Bravo à Régis Jauffret !

Auteur de nombreux romans, comme par exemple « La Ballade de Rikers Island » (2014) ou encore « Claustria » (2012), pour ne citer que les plus récents, Régis Jauffret a publié récemment « Bravo ». Un bouquin qu’il faut lire.

Dans la vie, il y a deux sortes de livres : ceux qu’on lit sans grand entrain, parce que l’on y est obligé ou parce qu’il faut bien passer le temps quand celui-ci s’éternise durant une longue après-midi ; ceux que l’on dévore, en les lisant tout de go, c'est-à-dire en ne les lâchant pas avant d’en avoir consommé jusqu’à la dernière ligne.

Ne coupons pas les cheveux en quatre : le dernier bouquin du délicieusement atroce Régis Jauffret, Bravo [1], relève assurément de la seconde catégorie. En effet, une fois qu’on l’a commencé, on ne repose son petit dernier qu’après l’avoir entièrement lu, du début à la fin.
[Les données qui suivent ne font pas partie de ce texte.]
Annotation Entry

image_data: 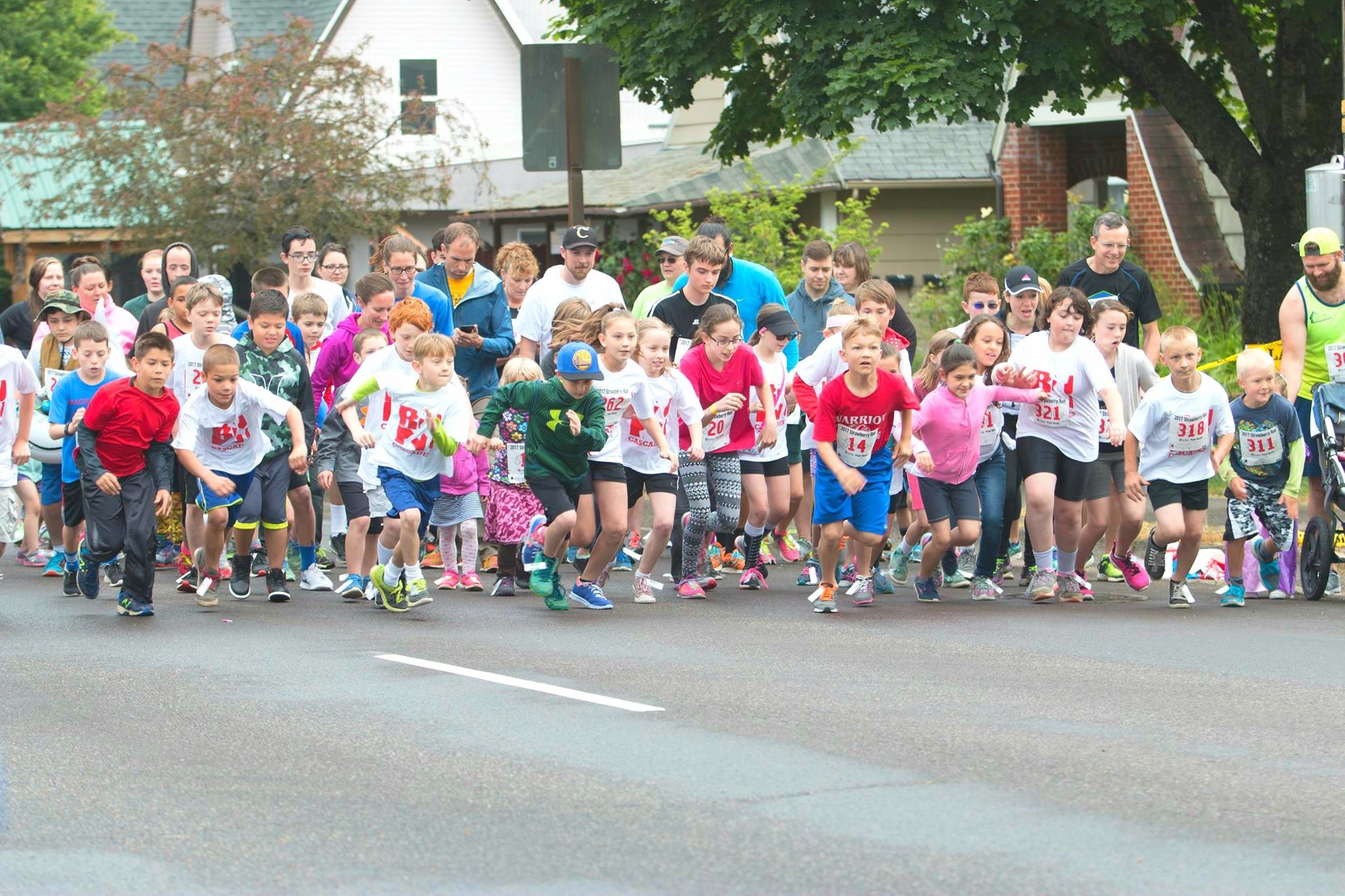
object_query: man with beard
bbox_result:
[1279,228,1345,584]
Et là, peu importe que Régis Jauffret nous ait un petit peu arnaqué, en laissant à penser dès la couverture que Bravo était un roman, alors qu’il s’agit en réalité d’un recueil de nouvelles rédigées avec une plume trempée dans le vitriol, mettant toutes en scène une myriade de personnages vieux ou vieillissants. L’écriture de Jauffret est telle, ses fulgurances sont tellement stimulantes, qu’on lui pardonne vite de s’être d’une certaine façon joué de nous en nous fournissant un contenu ne correspondant pas à ce que promettait le contenant, c'est-à-dire un roman.
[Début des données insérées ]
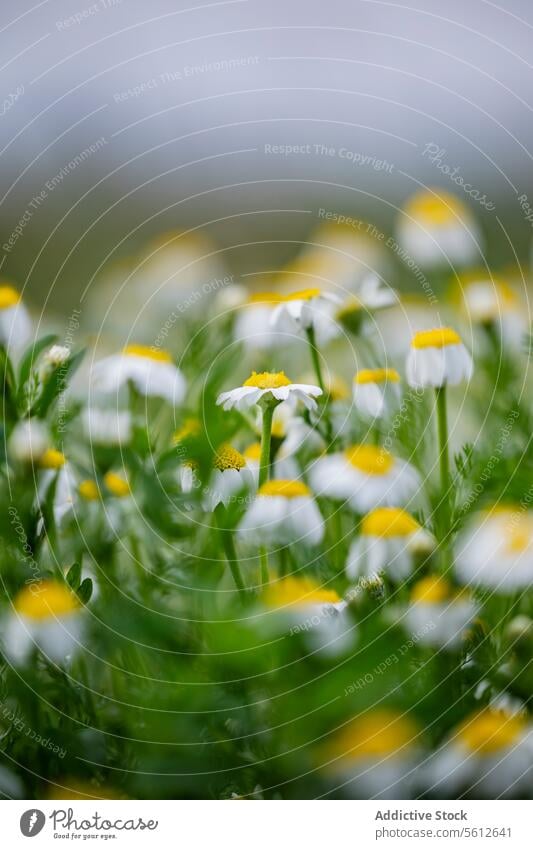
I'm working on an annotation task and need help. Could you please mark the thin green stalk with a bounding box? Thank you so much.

Vous l’aurez compris, à ce stade, votre serviteur n’en est plus à se demander s’il faut lire ou non le dernier Jauffret. Pour lui c’est évident, tout amateur de littérature, s’il est vraiment digne de ce nom, doit se procurer ce livre, y compris par des moyens légaux, ceci pour le lire dare-dare.

Non, la question qu’il se pose est plutôt la suivante : Jauffret qui, à lire l’espèce de préface précédant les seize nouvelles qu’il nous décoche à bout portant, a semble-t-il souhaité rendre « hommage aux êtres qui on dépassé le cap de la soixantaine et habitent désormais ce continent gris peuplé d’humains d’hier que dans [sa] jeunesse on appelait les petits vieux » [2], n’a-t-il pas au contraire cherché à les étriller au point de susciter la haine et la rébellion de ceux qui, sous sa plume féroce, apparaissent comme leurs victimes, c'est-à-dire les jeunes ?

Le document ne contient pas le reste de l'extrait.